Ein MOF besteht aus Metallknotenpunkten und organischen Verbindungen. Die Struktur ist so aufgebaut, dass sich darin Hohlräume und Tunnel bilden. Das ergibt eine enorme innere Oberfläche – ideal, um Moleküle wie Schadstoffe gezielt aufzunehmen.
Die Forschenden um Professor Ling Zang entwickelten das MOF durch eine sogenannte postsynthetische Modifikation. Ausgangspunkt war ein bekanntes Material namens UiO-66-NH₂. Durch die Umwandlung seiner Aminogruppen in quaternäre Ammoniumgruppen wurde es elektrostatisch aufgeladen – und damit fähig, negativ geladene Schadstoffe wie PFOA besonders stark anzuziehen.
So funktioniert der Schadstofffang
PFOA-Moleküle sind anionisch, also negativ geladen. Das neue MOF enthält dagegen positiv geladene Gruppen. Diese ziehen die PFOA-Moleküle an – ähnlich wie ein Magnet. Die Iodidionen, die ursprünglich im MOF gebunden waren, werden dabei einfach durch PFOA ersetzt. Dieser sogenannte Ionenaustausch ist schnell, effizient und sehr selektiv.
Die Adsorptionsleistung liegt bei bis zu 1178 Milligramm PFOA pro Gramm Material. Dieser Wert übertrifft konventionelle Sorptionsmittel wie Aktivkohle deutlich. Bereits nach fünf Minuten entfernte das Material nahezu 100 % des PFOA aus einer Testlösung mit 50 ppb (parts per billion).
Fluoreszenz zeigt an, wenn PFOA gebunden ist
Neben der Reinigungsleistung bietet das MOF eine weitere Funktion: Es zeigt an, wenn PFOA vorhanden ist – und das sogar sichtbar. Die Forschenden sprechen von einem „Turn-on“-Sensor. Dabei wird das Material zunächst mit einem Farbstoff namens Sulforhodamin B (SRB) beladen. Dieser bindet an die positiv geladenen Gruppen des MOF und bleibt in dieser Form unsichtbar.
Kommt nun PFOA ins Spiel, verdrängt es den Farbstoff – und dieser gelangt in Lösung. Dort beginnt SRB zu fluoreszieren – bei 574 Nanometern. Mit dem bloßen Auge erscheint die Lösung rosa. Auch geringe Konzentrationen lassen sich so direkt und ohne Labor nachweisen.
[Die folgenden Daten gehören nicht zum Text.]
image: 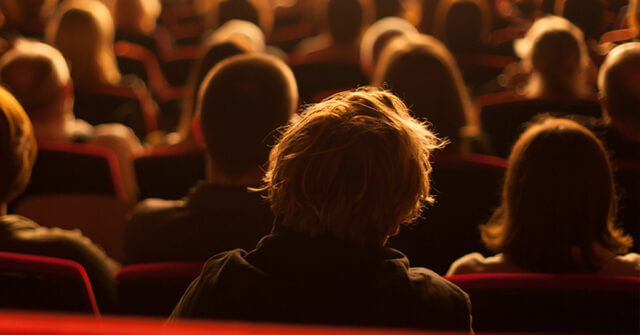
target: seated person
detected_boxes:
[295,0,374,56]
[372,35,488,153]
[125,54,298,263]
[598,42,640,160]
[0,88,120,312]
[447,119,640,276]
[502,16,595,100]
[0,40,142,200]
[172,89,470,331]
[360,17,418,78]
[113,0,162,56]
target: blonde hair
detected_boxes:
[627,0,640,36]
[114,0,162,35]
[263,88,442,245]
[0,87,37,204]
[45,0,121,85]
[481,118,632,272]
[514,16,591,97]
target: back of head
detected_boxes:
[434,0,491,53]
[483,119,631,272]
[556,0,605,41]
[0,40,71,122]
[265,88,439,246]
[114,0,162,35]
[45,0,120,84]
[373,35,474,146]
[360,17,418,74]
[598,42,640,142]
[0,87,37,204]
[373,0,404,21]
[207,0,274,36]
[198,54,298,178]
[514,16,590,96]
[323,0,373,44]
[627,0,640,37]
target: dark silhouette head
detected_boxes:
[482,119,632,272]
[197,54,298,178]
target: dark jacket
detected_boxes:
[125,182,273,264]
[0,215,120,312]
[172,231,470,330]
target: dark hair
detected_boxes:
[433,0,491,53]
[556,0,605,41]
[178,39,251,138]
[481,118,632,272]
[207,0,274,36]
[197,54,297,178]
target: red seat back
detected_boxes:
[0,252,100,317]
[117,262,203,316]
[447,273,640,334]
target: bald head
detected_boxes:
[0,40,70,122]
[598,42,640,142]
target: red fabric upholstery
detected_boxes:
[0,312,468,335]
[447,272,640,334]
[117,262,203,317]
[36,141,127,201]
[0,252,100,317]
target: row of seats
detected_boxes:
[0,252,640,333]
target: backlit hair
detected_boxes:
[45,0,121,85]
[0,39,70,122]
[372,35,478,147]
[264,88,441,245]
[360,17,418,75]
[627,0,640,36]
[114,0,162,35]
[514,16,590,97]
[0,87,37,204]
[481,118,632,272]
[598,42,640,141]
[197,53,298,178]
[433,0,492,53]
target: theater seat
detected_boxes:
[447,273,640,334]
[117,262,203,316]
[16,141,127,200]
[390,153,507,274]
[613,161,640,252]
[73,85,158,140]
[133,149,205,200]
[0,252,100,317]
[476,92,602,157]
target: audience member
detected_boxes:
[598,42,640,159]
[360,17,418,77]
[433,0,492,54]
[448,119,640,276]
[0,84,120,312]
[172,89,470,330]
[125,54,297,263]
[114,0,162,55]
[296,0,374,55]
[514,16,591,99]
[0,40,142,199]
[372,35,486,153]
[204,0,274,37]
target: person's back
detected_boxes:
[125,54,297,263]
[172,89,470,330]
[0,88,119,312]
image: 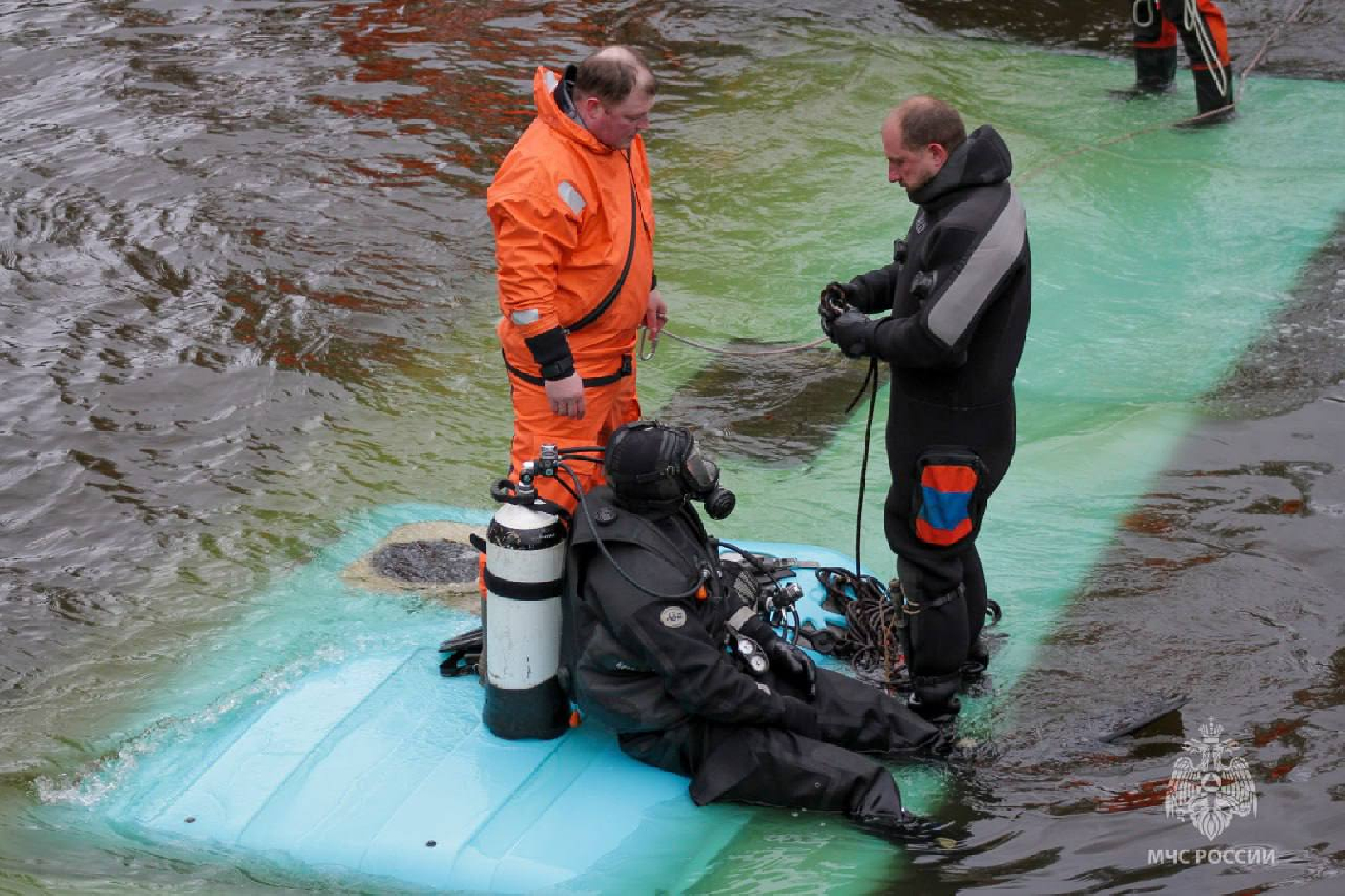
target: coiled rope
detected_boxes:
[1016,0,1313,184]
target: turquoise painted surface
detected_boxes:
[28,35,1345,891]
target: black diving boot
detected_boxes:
[907,688,962,728]
[850,809,957,846]
[1111,46,1177,100]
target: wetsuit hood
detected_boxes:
[533,66,616,153]
[908,125,1013,206]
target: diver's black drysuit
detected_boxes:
[561,485,942,829]
[849,125,1031,716]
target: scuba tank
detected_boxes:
[481,455,570,740]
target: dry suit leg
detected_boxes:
[509,374,641,510]
[802,669,938,756]
[1131,0,1181,91]
[1163,0,1233,113]
[888,504,986,718]
[620,720,903,822]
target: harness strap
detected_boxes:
[565,173,641,334]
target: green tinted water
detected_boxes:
[18,34,1345,892]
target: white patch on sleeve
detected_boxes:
[559,180,587,214]
[659,606,686,628]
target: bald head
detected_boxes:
[882,95,967,201]
[574,46,659,105]
[573,47,658,149]
[882,95,967,152]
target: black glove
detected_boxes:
[827,309,880,358]
[761,638,818,699]
[818,280,860,338]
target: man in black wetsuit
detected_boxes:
[561,422,946,840]
[818,95,1031,721]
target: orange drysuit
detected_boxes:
[485,67,654,509]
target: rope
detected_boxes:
[1018,0,1313,184]
[804,567,910,692]
[1182,0,1228,97]
[639,327,830,361]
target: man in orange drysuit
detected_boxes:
[485,47,667,510]
[1130,0,1233,121]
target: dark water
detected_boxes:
[0,0,1345,892]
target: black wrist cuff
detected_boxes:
[542,355,574,379]
[524,327,574,379]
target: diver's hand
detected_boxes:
[818,280,858,338]
[829,308,879,358]
[644,288,669,343]
[761,638,818,701]
[546,373,585,420]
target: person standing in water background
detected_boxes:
[485,46,667,509]
[818,95,1031,721]
[1128,0,1233,124]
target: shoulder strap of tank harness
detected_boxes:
[565,173,641,334]
[570,485,717,600]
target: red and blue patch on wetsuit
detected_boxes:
[916,464,977,548]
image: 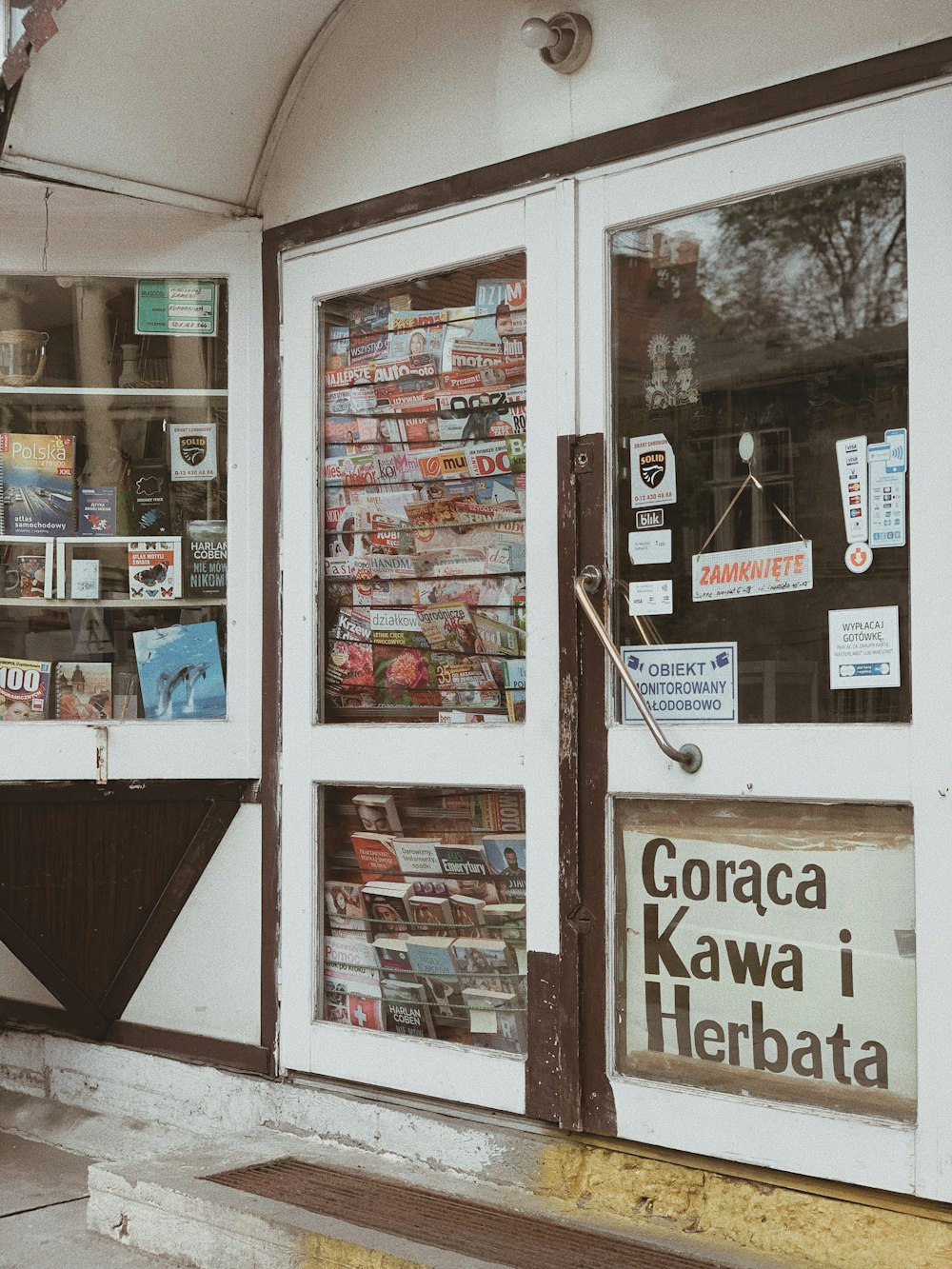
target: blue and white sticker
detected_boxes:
[621,644,738,724]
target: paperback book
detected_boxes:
[0,431,76,538]
[132,622,226,720]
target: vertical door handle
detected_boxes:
[575,564,702,775]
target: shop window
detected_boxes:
[610,164,911,724]
[316,785,526,1055]
[0,277,228,724]
[319,255,526,724]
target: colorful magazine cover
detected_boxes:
[53,661,113,722]
[0,431,76,538]
[132,622,226,718]
[0,657,50,722]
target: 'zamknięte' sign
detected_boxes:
[690,541,814,603]
[617,800,917,1120]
Perfluoroctansäure (PFOA) gehört zur Gruppe der PFAS – per- und polyfluorierten Alkylsubstanzen. Sie wurde jahrzehntelang in Produkten wie Antihaftpfannen, Outdoor-Kleidung, Feuerlöschschaum oder Verpackungen eingesetzt. PFOA ist chemisch extrem stabil und wasserabweisend. Genau das macht sie in der Umwelt so problematisch: Die Substanz baut sich praktisch nicht ab, gelangt über das Grundwasser in die Nahrungskette und kann sich im menschlichen Körper anreichern. Studien bringen PFOA mit Schilddrüsenerkrankungen, Nierenschäden und bestimmten Krebsarten in Verbindung.
„Seine Fähigkeit, PFOA sowohl selektiv zu binden als auch in Echtzeit empfindlich nachzuweisen, macht es zu einer vielseitigen und praktischen Lösung für die Wasseraufbereitung und Umweltüberwachung“, sagt Rana Dalapati, Hauptautorin der Studie.
Die Nachweisgrenze liegt bei 0,22 µM. Andere Substanzen wie PFOS oder SDS lösen keine Reaktion aus. Das macht das System besonders selektiv.
Wiederverwendbar und robust
Ein weiterer Vorteil: Das Material ist mehrfach nutzbar. In Labortests durchlief es fünf Adsorptionszyklen – und behielt dabei mehr als 93 % seiner ursprünglichen Leistung. Nach jeder Anwendung genügt einfaches Waschen, um es zu regenerieren.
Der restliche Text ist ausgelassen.